Same Diagnosis Code for Two or More Conditions
When the same ICD-10-CM diagnosis code applies to two or more conditions during the same encounter (e.g. two separate conditions classified to the same ICD-10-CM diagnosis code):
Assign "Y" if all conditions represented by the single ICD-10-CM code were present on admission (e.g. bilateral unspecified age-related cataracts).
Assign "N" if any of the conditions represented by the single ICD-10-CM code was not present on admission (e.g. traumatic secondary and recurrent hemorrhage and seroma is assigned to a single code T79.2, but only one of the conditions was present on admission).
Obstetrical conditions
Whether or not the patient delivers during the current hospitalization does not affect assignment of the POA indicator.
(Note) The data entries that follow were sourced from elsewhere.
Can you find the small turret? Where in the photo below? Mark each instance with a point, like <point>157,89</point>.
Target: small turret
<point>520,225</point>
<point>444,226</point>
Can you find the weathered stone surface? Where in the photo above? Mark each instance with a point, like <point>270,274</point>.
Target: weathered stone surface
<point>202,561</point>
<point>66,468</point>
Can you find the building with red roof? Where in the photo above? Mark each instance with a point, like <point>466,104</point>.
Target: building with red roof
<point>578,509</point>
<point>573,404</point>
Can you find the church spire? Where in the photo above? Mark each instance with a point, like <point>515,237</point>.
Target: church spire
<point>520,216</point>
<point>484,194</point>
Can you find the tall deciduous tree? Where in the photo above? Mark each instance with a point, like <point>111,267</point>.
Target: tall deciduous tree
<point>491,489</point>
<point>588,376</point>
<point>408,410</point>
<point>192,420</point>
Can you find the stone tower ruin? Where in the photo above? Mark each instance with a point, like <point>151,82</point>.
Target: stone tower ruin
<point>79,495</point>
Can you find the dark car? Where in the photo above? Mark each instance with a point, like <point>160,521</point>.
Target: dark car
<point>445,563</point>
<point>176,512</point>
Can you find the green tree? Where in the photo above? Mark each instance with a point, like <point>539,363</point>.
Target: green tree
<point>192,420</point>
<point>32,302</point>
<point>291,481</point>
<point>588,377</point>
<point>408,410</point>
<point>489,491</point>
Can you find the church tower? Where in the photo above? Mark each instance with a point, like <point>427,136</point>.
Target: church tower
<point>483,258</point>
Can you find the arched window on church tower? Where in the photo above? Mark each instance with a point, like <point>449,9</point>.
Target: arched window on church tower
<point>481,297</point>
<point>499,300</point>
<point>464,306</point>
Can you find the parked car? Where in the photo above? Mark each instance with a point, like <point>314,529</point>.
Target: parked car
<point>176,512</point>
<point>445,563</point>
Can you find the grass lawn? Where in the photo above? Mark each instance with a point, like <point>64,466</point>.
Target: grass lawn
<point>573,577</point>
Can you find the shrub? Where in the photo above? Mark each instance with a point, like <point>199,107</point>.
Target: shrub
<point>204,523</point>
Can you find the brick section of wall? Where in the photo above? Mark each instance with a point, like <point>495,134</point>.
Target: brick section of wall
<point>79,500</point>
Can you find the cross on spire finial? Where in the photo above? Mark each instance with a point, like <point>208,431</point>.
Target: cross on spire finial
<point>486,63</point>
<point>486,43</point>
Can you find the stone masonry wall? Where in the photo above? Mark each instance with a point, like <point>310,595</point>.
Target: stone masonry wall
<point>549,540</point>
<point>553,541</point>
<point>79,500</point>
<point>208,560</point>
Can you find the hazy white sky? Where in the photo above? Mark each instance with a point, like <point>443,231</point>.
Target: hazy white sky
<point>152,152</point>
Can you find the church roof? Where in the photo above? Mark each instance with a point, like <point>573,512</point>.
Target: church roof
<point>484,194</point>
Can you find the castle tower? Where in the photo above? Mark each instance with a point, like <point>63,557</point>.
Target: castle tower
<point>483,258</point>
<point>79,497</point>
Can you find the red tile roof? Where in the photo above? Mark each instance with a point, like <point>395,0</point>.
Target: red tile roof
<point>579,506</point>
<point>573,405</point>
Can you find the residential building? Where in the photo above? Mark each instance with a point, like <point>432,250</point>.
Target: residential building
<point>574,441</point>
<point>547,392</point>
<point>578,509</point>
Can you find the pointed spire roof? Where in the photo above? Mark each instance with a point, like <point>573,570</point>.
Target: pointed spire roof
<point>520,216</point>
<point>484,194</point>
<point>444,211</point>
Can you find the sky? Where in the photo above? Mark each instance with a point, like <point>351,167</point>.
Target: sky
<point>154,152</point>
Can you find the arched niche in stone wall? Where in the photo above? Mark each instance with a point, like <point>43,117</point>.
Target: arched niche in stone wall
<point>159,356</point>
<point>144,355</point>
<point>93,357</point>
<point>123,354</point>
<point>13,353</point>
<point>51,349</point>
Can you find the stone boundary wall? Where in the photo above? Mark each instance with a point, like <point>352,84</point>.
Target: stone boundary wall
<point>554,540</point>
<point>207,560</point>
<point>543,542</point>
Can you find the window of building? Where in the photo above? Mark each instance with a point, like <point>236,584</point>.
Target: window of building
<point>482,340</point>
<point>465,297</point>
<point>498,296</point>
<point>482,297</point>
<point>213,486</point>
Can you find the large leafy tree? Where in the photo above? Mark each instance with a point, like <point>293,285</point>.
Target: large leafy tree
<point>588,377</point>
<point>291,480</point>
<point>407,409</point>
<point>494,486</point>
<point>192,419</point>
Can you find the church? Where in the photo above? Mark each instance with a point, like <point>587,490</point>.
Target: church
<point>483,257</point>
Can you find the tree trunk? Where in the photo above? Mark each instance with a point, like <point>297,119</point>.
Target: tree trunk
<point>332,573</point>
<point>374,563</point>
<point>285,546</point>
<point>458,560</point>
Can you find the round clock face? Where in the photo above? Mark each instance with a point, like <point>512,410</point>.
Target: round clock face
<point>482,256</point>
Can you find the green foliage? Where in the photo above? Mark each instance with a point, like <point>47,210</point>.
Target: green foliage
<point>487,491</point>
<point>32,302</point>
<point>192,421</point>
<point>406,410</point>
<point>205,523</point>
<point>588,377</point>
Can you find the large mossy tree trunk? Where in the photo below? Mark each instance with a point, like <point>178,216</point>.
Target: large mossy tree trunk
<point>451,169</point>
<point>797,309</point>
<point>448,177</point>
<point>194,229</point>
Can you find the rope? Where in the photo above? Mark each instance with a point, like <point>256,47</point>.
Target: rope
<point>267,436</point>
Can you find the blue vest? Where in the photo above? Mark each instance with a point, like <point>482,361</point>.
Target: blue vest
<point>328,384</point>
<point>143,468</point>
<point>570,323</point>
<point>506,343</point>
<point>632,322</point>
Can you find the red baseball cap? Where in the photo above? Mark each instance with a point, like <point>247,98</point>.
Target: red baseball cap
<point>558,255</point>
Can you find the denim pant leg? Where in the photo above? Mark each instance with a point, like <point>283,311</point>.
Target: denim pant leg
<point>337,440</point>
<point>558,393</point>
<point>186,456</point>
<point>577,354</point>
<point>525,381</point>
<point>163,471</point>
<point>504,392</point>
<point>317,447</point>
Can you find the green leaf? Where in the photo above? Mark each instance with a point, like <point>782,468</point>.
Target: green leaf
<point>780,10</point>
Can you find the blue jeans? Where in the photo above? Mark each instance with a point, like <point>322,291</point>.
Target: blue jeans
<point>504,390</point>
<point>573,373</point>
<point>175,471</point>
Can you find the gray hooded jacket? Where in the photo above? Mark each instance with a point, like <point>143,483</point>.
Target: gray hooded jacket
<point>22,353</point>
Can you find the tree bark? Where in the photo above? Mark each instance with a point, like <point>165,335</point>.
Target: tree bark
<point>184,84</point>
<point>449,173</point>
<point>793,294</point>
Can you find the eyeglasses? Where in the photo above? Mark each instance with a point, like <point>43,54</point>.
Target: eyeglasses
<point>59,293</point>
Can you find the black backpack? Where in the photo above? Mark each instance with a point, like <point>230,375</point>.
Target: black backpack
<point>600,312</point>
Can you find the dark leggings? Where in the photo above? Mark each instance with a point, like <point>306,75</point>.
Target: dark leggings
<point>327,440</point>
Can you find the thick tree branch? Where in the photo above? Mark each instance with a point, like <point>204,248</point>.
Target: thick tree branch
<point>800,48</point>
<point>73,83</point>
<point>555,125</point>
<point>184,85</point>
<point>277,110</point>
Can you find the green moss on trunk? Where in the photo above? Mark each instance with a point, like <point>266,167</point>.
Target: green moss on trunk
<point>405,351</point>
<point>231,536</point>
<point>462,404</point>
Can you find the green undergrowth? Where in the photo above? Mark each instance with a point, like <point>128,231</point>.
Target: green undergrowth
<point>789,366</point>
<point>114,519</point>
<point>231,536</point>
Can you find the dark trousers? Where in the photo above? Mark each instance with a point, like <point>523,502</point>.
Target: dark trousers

The determining factor for POA assignment is whether the pregnancy complication or obstetrical condition described by the code was present at the time of admission or not.
If the pregnancy complication or obstetrical condition was present on admission (e.g., patient admitted in preterm labor), assign "Y".
If the pregnancy complication or obstetrical condition was not present on admission (e.g., 2nd degree laceration during delivery, postpartum hemorrhage that occurred during current hospitalization, fetal distress develops after admission), assign "N".
If the obstetrical code includes more than one diagnosis and any of the diagnoses identified by the code were not present on admission assign "N".
(e.g., Category O11, Pre-existing hypertension with pre-eclampsia)
Perinatal conditions
Newborns are not considered to be admitted until after birth. Therefore, any condition present at birth or that developed in utero is considered present at admission and should be assigned "Y". This includes conditions that occur during delivery (e.g., injury during delivery, meconium aspiration, exposure to streptococcus B in the vaginal canal).
Congenital conditions and anomalies
Assign "Y" for congenital conditions and anomalies except for categories Q00-Q99, Congenital anomalies, which are on the exempt list. Congenital conditions are always considered present on admission.
External cause of injury codes
Assign "Y" for any external cause code representing an external cause of morbidity that occurred prior to inpatient admission (e.g., patient fell out of bed at home, patient fell out of bed in emergency room prior to admission)
Assign "N" for any external cause code representing an external cause of morbidity that occurred during inpatient hospitalization (e.g., patient fell out of hospital bed during hospital stay, patient experienced an adverse reaction to a medication administered after inpatient admission).